A large part of the medical consultation system based on knowledge graphs relies on the realization of the function of graph database retrieval. And this task can be realized by transforming the natural language query into the logical form of the graph query statement. In this research, we propose an encoder-decoder pipeline composed of a language model with a “schema-utterance” knowledge introduction mechanism and a Pointer Network with complex computing mechanisms. Among them, we have inserted the “Adapter” layer pre-trained with “Schema-Utterance” knowledge in the language model, and the entire language model can be regarded as a smarter encoder of the whole pipeline. This allows the encoder to use the rich a priori natural language knowledge in the language model, as well as the matching knowledge of the schema corresponding to different utterances, to perform a more accurate logical formal translation of the input natural language query. The improved Pointer Network, as a decoder, can use the Attention mechanism to calculate the weight of the content vector on the logical form sequence input by the encoder and use the guide mechanism based on the GraphQL schema dictionary to restrict the distribution of weights in the corresponding reasonable range. Finally, through the calculation of weights and probability distributions, the token output at each step is determined, thereby forming the output of the complete GraphQL statement sequence. This research also verified the practical ability of the model by testing the execution results of the 39.net medical Q&A knowledge graph and the derived dataset, which includes natural language questions and corresponding GraphQL queries. And through the comparative experiments of Spider 1.0, ATIS, and GeoQuery, the effect and generalization ability of the proposed method have been proved to a certain extent. As the first public work of Text-to-GraphQL, this work provides some enlightenment for the development of this field.

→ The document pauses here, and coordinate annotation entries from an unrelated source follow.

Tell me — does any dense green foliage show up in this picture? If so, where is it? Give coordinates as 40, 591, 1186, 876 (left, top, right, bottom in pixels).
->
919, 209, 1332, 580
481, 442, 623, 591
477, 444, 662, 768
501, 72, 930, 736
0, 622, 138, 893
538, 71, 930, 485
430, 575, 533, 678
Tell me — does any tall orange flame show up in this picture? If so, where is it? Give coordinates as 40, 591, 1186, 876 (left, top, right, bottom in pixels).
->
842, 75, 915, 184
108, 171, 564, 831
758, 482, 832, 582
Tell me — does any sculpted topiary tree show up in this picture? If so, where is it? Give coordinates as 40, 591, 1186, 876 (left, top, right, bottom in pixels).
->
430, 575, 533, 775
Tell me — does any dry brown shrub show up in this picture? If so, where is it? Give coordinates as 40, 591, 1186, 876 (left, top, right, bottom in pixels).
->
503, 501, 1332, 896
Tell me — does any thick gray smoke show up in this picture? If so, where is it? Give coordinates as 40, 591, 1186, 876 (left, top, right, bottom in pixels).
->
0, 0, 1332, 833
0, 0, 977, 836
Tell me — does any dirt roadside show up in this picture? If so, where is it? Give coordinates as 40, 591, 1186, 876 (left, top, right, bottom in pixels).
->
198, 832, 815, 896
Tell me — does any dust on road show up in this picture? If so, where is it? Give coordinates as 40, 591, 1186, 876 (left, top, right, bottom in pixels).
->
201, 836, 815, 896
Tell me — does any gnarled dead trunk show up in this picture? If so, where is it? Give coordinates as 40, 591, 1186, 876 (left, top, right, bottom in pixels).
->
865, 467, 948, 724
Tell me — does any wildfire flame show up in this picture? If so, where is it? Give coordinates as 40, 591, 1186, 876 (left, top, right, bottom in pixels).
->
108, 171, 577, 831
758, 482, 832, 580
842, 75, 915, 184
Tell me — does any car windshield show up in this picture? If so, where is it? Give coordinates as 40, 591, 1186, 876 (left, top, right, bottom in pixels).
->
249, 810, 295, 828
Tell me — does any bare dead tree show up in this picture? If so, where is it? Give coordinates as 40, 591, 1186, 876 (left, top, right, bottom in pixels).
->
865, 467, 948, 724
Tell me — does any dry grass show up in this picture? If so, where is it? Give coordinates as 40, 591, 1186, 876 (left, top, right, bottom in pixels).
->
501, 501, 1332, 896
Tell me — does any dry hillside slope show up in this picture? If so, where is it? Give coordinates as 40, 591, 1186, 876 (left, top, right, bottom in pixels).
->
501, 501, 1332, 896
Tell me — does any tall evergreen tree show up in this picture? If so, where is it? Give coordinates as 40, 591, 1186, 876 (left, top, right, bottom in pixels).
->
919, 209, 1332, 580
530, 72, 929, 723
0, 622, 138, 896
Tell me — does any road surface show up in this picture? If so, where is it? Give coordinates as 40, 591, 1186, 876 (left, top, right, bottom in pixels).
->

7 Limitations and Future Works

In the next step, Life-Long Learning will be used to further realize the extractor of information entities, relationships, and semantic structure of sustainable learning, to better realize the expansion of the continuous increment knowledge graph and provide more knowledge accumulation for the question-and-answer system. Also, specialized medical domain language models (Lee et al., 2020; Ni et al., 2021a; Zhu et al., 2019, p. 2) will be used for higher-performing Text2GraphQL models. Including autonomous methods such as deep reinforcement learning (Li et al., 2019a, 2020; Yu et al., 2018a, 2018b), will be combined with crowdsourcing and other methods, to be used as schemas and their various combinations to match more corresponding utterances.

And limited by the lack of available graph database as execution support for the data set converted by Text2SQL, the proposed model cannot be verified on Spider 1.0 in terms of execution accuracy. Similarly, since there are no other methods available for Text2GraphQL tasks, the proposed model cannot be compared to the 39.net medical question and answer data set. This will also be the key exploration direction in the future.